POETRY
Diva
BIPASHA HAQUE
They decorated her way with hibiscus,
The blood-red petals aglow in blighting sun:
a fluorescent grandeur against a dark auburn silhouette.
They waited with a waiting
as far as their arms would stretch.
Their waiting had that luminous complacence.
Their batik turbans and lapis lazuli beads
had the eagerness of the beauty of Biblical parables.
Moments went by, but they were patient.
Their eyes radiated, then diluted
as if belladonna had had its effect.
Their breathing slowed down,
like those of Buddhist monks.
Their slim, erect and alert bodies
had the stillness of cheetah right before a hunt.
Rustling clouds, sombre and pining
moss hanging from abundant canopies—
the lapis lazuli ripples, cascading in giggling bursts,
The air was pregnant with expectation, to sum it all up.
It was the time for annual cleansing,
And, without her they knew it wouldn't happen.
But let me be clear that she was unwelcome
in their conversations, from their households,
and also from their riverbeds.
A forlorn distance sighed between them and her,
Like the distance between the lips and heart
Or between thoughts and actions
or between instinct and impulse!
And see there she is, the Diva!
The afternoon glow and the glow-worms
the hibiscus luminous and grande,
The crowd knew that the wait was over.
Then they let in distance to drift between them.
The concentric circle of the readiness of a cheetah
Or the long walk of bushman for hunt begins again.

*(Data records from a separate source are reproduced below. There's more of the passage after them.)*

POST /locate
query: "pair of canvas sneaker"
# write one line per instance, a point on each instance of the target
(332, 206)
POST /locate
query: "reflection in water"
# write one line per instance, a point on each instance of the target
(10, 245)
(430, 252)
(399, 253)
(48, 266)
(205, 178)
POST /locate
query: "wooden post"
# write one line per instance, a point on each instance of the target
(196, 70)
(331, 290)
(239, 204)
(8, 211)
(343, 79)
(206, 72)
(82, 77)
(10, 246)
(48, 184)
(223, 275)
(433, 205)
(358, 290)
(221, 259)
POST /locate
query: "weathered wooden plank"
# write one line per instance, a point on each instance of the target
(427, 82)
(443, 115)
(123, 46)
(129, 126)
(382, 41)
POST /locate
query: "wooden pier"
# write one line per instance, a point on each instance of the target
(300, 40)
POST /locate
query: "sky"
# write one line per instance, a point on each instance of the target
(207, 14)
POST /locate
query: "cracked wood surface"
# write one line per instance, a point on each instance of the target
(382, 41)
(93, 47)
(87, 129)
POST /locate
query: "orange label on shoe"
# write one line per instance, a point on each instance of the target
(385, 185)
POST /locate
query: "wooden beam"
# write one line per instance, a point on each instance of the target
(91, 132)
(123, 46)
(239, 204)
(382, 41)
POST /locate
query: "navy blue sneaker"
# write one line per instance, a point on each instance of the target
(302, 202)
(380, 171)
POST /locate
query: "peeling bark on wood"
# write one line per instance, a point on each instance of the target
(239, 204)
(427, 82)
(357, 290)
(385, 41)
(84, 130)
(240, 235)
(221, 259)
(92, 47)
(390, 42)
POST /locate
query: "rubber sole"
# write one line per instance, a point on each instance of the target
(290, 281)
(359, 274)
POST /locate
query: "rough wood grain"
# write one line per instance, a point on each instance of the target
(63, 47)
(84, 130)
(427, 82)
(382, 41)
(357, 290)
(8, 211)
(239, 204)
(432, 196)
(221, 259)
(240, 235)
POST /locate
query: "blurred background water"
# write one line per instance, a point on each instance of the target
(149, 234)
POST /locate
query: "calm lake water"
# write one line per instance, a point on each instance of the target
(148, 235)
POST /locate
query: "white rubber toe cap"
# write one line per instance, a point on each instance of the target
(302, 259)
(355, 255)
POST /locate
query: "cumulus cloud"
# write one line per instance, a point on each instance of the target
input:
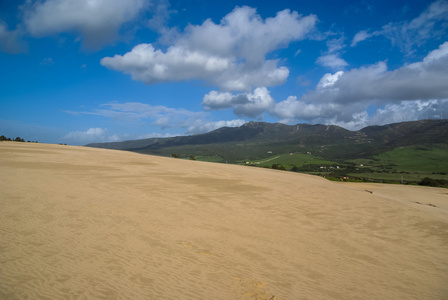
(343, 97)
(331, 58)
(96, 21)
(230, 55)
(332, 61)
(430, 24)
(250, 105)
(10, 40)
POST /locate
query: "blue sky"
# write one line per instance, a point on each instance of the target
(81, 71)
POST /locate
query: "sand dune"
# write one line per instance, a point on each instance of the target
(82, 223)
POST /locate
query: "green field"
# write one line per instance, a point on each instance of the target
(405, 164)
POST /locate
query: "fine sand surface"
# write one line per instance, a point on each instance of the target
(83, 223)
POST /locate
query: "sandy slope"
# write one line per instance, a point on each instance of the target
(80, 223)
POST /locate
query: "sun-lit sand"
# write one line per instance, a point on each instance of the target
(82, 223)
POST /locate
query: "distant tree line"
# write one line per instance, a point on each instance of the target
(17, 139)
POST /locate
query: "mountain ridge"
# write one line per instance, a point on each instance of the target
(253, 139)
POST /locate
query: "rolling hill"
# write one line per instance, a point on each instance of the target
(257, 140)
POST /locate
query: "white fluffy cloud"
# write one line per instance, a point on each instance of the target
(10, 40)
(250, 105)
(97, 21)
(406, 93)
(331, 58)
(407, 35)
(230, 55)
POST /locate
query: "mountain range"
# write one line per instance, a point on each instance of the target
(256, 140)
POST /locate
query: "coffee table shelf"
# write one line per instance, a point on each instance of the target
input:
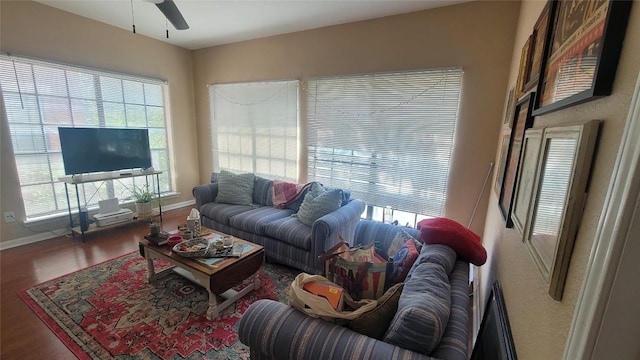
(218, 281)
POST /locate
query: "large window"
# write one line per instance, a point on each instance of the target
(254, 128)
(387, 137)
(41, 96)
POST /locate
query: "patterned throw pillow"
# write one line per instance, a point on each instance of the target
(375, 322)
(397, 242)
(235, 188)
(401, 262)
(317, 203)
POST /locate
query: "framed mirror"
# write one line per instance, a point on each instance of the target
(524, 186)
(555, 197)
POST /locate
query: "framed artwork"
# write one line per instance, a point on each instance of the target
(523, 70)
(584, 49)
(539, 44)
(522, 121)
(526, 178)
(503, 160)
(557, 200)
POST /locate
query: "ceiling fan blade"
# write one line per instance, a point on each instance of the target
(170, 10)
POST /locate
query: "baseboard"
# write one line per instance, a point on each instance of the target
(50, 234)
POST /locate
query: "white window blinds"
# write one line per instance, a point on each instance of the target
(386, 137)
(40, 96)
(254, 128)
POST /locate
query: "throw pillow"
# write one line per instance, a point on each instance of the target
(317, 203)
(374, 323)
(453, 234)
(399, 240)
(423, 310)
(235, 188)
(401, 262)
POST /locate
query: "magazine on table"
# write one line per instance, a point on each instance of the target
(216, 259)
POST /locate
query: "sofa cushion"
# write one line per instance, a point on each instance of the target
(223, 212)
(262, 191)
(401, 263)
(235, 188)
(453, 234)
(423, 310)
(374, 323)
(439, 254)
(255, 221)
(291, 231)
(317, 203)
(399, 240)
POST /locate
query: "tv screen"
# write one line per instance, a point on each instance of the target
(87, 150)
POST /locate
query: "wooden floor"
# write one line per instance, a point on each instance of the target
(22, 334)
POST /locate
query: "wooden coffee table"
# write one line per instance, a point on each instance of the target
(218, 279)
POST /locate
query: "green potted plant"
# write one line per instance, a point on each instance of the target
(143, 197)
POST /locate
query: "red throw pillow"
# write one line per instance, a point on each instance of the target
(448, 232)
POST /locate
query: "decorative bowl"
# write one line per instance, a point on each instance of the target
(174, 240)
(192, 248)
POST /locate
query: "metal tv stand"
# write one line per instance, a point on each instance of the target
(95, 177)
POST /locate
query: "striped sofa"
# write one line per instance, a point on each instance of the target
(285, 239)
(273, 330)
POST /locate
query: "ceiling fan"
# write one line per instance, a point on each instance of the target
(171, 12)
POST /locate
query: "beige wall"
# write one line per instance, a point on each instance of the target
(539, 324)
(35, 30)
(477, 36)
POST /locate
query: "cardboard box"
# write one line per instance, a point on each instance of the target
(333, 293)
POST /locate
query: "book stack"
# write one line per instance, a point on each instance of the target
(159, 239)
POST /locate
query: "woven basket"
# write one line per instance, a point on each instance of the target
(202, 252)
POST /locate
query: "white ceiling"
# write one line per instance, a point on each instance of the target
(215, 22)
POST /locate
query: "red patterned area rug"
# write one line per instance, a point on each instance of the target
(109, 311)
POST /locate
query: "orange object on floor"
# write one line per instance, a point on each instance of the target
(332, 293)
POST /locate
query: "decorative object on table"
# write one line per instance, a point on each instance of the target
(539, 45)
(522, 121)
(178, 329)
(557, 201)
(174, 240)
(192, 248)
(159, 239)
(584, 49)
(193, 222)
(144, 198)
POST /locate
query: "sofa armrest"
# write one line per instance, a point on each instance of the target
(205, 193)
(273, 330)
(326, 230)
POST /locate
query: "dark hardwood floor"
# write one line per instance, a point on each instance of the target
(22, 334)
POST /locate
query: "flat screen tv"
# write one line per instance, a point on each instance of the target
(87, 150)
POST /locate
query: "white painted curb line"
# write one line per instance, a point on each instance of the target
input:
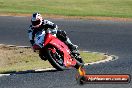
(109, 58)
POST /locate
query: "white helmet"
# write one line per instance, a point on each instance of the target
(36, 20)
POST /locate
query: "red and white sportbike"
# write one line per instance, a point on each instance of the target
(58, 53)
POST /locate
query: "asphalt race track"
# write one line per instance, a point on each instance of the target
(98, 36)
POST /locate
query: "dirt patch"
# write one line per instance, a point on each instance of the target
(71, 17)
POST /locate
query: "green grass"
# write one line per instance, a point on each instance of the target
(108, 8)
(22, 59)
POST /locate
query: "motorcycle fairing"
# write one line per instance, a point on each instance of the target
(68, 61)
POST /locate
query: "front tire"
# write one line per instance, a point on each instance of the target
(55, 58)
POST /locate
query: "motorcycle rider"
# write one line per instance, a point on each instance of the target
(39, 25)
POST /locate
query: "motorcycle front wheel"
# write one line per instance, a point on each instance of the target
(55, 57)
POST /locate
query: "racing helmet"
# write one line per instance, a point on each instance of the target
(36, 20)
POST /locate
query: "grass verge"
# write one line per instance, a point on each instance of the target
(107, 8)
(22, 59)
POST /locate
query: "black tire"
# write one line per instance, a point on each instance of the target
(52, 56)
(79, 63)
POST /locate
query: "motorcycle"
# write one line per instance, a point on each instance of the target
(58, 53)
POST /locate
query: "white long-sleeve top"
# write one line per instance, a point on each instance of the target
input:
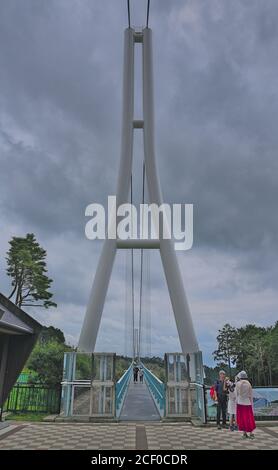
(244, 393)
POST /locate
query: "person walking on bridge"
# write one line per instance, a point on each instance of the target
(244, 410)
(135, 373)
(222, 395)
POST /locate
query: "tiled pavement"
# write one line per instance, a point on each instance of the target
(116, 436)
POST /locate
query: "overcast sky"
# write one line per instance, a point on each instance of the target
(215, 69)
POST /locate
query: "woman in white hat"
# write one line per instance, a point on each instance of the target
(244, 409)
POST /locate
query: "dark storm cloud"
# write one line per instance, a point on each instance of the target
(216, 71)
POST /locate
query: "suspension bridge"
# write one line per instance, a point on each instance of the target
(97, 393)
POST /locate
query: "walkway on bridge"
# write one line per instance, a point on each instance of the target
(139, 404)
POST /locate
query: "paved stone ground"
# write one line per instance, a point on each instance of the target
(139, 404)
(142, 435)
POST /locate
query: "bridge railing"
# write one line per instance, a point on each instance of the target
(121, 389)
(157, 389)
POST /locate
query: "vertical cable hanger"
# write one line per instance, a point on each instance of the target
(132, 281)
(128, 13)
(148, 14)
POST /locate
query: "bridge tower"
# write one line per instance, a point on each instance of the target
(131, 124)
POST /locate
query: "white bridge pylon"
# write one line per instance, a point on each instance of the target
(171, 268)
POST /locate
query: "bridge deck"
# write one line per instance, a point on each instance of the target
(139, 404)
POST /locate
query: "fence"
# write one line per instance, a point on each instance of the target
(37, 398)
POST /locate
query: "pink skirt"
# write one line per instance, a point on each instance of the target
(245, 418)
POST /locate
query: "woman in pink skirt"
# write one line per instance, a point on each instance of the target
(244, 409)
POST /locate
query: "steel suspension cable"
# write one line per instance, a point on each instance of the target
(148, 13)
(132, 281)
(128, 13)
(141, 270)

Bipasha Haque is a diaspora writer with particular interest in life-the way it is. By profession Bipasha is a university teacher.
POEMS BY ARSHI MORTUZA
Splodges
How can I word what I feel?
The ink on the tip of my quill
drip, drip, drips on a blank page
as I think, think, think
yet every mental lexicon fails
to express how I feel
See, some words come close
but are not quite accurate -
could I say I'm crazy? obsessive?
and the black ink still splatters
"drip, drip, drip"
on the page, which was once blank
And I look at my quill,
A lonely stranded feather
Plucked out from its entirety
It's no longer whole, and neither am I
But what is the word for that?
I think long and hard
As my quill bleeds
Giant droplets of ink
I take a look at the page
soaked in smudges of ink
and I smile -
for it reflects, exactly what I feel
The Whispers of the Rose
There's a secret
One I promised I'd take to my grave
Let it be buried with me
Let it end with me
Allow it to also decay with the dust
However I cannot promise
that upon my death, on that very soil
An intruder may not bloom
Sighing and lamenting - that very secret
White are her petals;
Curved inwards and layered
And on top of my grave,
Will she whisper into the wind
that very secret?
I still promise -
that it's a secret
which I'll take to my grave
but the leaves at dawn
the petals and thorns
may get a sense of it
Arshi Mortuza is a last semester student at ULAB.